Mr. Palance did some television as well, winning an Emmy Award for his
performance in 1956 as a prizefighter in the “Playhouse 90” production of Rod
Serling’s “Requiem for a Heavyweight.” Jack Gould, reviewing it for The New York
Times, said Mr. Palance gave a “brilliant interpretation” of a fighter who
“projected man’s incoherence and bewilderment with a superb regard for details.”
There were other sides to Jack Palance, and it took some aging to bring them
out. Late in life, in 1996, he wrote “Forest of Love,” a prose poem about male
sexuality and fears of loneliness. It was accompanied by his own pen-and-ink
drawings, inspired in part by his feelings about his farm near Wilkes-Barre, Pa.

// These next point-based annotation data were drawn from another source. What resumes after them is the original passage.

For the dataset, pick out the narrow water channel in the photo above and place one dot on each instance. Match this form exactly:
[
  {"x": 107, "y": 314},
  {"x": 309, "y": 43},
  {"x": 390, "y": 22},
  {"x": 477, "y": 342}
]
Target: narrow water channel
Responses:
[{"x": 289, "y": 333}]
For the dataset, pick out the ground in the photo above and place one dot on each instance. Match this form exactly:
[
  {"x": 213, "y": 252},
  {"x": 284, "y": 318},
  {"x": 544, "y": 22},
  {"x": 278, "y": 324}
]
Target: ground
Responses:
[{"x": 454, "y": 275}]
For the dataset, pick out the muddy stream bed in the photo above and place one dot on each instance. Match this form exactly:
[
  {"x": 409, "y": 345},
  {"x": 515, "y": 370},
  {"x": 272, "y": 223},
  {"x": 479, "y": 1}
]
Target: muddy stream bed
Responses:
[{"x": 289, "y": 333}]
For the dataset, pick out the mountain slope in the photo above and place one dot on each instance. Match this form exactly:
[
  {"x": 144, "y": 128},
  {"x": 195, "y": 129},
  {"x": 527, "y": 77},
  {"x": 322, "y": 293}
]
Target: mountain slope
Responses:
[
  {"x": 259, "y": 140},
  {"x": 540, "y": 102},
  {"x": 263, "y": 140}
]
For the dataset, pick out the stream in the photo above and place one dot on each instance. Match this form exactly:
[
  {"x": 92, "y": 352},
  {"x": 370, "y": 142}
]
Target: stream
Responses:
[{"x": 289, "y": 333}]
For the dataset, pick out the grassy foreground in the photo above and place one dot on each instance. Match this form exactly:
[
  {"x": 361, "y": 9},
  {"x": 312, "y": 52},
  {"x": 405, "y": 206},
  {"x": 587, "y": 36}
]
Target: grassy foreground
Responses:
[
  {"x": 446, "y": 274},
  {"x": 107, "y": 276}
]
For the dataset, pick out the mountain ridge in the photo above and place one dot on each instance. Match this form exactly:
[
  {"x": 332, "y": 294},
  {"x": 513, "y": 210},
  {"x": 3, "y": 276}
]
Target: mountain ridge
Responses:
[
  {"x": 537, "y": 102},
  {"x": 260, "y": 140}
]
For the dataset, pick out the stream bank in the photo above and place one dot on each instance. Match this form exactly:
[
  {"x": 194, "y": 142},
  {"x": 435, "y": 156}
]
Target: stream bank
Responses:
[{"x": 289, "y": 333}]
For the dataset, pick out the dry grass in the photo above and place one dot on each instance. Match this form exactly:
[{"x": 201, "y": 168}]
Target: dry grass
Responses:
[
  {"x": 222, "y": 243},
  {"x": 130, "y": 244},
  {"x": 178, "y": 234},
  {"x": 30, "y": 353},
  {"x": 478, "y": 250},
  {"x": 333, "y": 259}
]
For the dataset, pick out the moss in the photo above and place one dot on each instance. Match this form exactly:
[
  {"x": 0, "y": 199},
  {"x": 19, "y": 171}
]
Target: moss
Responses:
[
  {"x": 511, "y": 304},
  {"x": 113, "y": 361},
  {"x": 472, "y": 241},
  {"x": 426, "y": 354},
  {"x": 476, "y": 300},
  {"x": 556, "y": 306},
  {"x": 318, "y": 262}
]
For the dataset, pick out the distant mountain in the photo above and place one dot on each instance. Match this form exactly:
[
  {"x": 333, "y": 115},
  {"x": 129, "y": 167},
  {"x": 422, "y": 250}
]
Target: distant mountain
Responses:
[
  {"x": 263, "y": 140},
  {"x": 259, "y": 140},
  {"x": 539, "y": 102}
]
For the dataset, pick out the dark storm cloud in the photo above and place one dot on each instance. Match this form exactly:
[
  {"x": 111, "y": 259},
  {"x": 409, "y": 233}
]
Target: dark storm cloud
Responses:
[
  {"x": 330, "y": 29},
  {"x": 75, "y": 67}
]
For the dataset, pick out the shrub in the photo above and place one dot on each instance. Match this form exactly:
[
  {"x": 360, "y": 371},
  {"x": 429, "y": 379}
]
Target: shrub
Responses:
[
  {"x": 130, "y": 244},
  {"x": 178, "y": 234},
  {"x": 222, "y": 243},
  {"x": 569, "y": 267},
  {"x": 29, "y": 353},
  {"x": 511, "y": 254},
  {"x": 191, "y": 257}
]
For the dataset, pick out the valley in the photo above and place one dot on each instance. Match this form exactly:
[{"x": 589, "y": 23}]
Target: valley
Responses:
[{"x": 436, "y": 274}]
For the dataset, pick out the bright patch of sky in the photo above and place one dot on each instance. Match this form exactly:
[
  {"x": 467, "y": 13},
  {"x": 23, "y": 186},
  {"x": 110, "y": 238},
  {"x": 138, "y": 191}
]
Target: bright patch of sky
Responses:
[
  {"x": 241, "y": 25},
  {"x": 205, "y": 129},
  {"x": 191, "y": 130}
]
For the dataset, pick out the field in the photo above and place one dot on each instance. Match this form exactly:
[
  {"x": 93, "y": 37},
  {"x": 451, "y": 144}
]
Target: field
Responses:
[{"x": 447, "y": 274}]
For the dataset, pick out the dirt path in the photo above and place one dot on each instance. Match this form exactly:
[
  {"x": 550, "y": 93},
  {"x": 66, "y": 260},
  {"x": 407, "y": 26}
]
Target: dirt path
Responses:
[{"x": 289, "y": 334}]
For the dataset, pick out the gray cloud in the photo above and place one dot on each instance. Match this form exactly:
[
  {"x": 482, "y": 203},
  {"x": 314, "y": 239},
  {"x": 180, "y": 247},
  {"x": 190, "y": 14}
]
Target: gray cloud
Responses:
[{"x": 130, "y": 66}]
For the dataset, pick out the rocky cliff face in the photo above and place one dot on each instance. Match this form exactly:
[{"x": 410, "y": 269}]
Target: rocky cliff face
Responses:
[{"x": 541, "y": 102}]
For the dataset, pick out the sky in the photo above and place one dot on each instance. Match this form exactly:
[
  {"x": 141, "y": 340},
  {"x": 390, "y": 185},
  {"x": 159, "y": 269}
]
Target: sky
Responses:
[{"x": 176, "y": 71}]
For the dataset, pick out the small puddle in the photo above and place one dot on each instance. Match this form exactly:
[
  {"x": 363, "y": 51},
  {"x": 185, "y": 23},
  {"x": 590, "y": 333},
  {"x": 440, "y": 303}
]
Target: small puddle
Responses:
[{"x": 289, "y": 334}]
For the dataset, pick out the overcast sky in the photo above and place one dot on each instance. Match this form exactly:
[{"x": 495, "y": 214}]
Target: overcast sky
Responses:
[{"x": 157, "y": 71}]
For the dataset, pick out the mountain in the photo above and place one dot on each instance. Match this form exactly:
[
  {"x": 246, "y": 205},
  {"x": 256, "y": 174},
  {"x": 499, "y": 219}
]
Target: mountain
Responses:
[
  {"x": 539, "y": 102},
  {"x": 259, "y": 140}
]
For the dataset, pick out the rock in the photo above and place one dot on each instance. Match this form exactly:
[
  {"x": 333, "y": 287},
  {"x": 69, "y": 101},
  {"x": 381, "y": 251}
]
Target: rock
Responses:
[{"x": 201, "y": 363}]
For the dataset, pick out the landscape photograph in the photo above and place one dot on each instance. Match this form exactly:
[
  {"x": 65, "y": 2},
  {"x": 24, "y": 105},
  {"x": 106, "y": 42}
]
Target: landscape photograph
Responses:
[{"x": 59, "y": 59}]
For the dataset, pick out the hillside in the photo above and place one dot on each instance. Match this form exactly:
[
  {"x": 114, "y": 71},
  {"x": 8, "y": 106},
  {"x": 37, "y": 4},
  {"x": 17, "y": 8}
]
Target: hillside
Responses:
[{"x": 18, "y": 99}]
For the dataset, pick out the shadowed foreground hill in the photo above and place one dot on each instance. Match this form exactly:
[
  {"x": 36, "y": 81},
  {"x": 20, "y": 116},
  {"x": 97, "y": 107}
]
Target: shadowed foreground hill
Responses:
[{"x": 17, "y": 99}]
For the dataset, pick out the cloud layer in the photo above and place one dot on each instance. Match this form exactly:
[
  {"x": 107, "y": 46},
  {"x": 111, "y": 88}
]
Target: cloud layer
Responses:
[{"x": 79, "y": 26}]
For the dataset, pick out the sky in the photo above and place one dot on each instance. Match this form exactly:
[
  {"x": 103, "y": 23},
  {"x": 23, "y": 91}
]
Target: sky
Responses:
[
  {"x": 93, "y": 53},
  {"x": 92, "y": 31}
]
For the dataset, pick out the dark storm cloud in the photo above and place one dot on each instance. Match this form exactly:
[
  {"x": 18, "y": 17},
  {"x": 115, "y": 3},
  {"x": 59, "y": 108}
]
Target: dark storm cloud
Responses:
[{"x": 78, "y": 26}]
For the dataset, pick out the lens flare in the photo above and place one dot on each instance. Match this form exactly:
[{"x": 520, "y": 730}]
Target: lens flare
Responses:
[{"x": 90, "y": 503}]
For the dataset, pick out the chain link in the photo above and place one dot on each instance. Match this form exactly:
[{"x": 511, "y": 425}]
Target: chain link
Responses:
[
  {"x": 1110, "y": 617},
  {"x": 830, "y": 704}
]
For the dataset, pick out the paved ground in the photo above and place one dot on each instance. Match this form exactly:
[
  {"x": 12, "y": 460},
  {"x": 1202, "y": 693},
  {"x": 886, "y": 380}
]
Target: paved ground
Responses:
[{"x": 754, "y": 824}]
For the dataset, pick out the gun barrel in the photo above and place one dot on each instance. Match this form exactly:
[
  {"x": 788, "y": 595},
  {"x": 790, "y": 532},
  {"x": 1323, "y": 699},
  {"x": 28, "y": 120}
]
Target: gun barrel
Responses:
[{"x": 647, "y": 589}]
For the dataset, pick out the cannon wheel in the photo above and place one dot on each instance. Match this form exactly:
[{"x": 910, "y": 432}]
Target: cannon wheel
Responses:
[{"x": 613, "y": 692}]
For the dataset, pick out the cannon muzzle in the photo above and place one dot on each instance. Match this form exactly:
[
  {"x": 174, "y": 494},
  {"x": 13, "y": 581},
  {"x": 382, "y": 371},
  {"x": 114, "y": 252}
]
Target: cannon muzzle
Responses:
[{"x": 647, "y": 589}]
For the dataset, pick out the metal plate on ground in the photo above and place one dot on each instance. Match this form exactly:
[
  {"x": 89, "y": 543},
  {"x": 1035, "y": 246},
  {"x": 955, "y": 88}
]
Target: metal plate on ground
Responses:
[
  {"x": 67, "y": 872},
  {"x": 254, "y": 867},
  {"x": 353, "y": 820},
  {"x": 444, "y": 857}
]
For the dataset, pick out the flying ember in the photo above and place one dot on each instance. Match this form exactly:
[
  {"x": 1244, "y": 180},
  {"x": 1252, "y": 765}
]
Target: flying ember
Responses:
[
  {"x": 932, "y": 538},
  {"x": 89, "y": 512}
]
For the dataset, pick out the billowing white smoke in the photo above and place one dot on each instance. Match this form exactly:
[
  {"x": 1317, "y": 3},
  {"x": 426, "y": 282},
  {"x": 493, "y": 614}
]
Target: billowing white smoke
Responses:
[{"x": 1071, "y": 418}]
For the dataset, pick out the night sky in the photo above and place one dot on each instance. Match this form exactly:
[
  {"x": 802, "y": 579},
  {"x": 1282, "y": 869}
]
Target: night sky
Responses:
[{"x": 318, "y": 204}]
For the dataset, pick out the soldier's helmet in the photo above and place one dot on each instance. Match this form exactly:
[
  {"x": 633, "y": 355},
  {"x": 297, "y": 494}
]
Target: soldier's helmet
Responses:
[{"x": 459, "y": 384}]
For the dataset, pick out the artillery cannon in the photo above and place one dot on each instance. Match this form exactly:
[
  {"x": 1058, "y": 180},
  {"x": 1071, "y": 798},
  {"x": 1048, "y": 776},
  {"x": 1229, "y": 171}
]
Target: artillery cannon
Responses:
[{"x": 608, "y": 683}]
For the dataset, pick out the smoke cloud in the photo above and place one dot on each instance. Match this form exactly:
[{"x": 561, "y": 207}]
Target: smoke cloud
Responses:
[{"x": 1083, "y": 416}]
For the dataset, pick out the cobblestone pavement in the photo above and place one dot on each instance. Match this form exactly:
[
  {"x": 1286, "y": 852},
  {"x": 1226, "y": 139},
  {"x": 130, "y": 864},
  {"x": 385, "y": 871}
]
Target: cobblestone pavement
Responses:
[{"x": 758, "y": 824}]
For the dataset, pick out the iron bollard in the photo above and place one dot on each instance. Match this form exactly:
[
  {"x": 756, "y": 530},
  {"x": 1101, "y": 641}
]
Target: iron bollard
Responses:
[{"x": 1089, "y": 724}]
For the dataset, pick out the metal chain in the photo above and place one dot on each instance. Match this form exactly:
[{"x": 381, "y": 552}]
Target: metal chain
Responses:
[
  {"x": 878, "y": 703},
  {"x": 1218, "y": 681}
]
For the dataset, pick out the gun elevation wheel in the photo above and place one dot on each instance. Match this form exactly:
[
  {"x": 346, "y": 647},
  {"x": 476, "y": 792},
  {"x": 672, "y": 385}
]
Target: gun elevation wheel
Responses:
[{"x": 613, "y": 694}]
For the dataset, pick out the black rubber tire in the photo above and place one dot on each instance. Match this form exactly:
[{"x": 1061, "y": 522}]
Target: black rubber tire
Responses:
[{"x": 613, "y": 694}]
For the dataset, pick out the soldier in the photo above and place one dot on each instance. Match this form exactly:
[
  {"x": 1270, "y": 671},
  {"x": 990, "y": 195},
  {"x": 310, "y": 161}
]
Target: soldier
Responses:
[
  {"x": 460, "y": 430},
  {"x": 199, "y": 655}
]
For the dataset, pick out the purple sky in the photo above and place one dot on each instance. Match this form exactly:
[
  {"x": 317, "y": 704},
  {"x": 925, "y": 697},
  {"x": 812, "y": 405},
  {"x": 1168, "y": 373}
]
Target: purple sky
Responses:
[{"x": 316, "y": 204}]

He had been drawing and painting since the late 1950s, when he lived in Rome,
but hardly anyone knew of that talent until “Forest of Love” was published.
After the success of “City Slickers,” he had several television roles and parts
in commercials that exploited his droll streak.
Perhaps Mr. Palance’s most memorable television appearance came when he received
his Oscar in 1992. Striding to accept his statuette, he suddenly dropped to the
stage and did a series of one-arm push-ups, not only showing his physical
strength but also giving Billy Crystal, the host of the ceremony and his “City
Slickers” co-star, a rich running joke for the rest of the evening.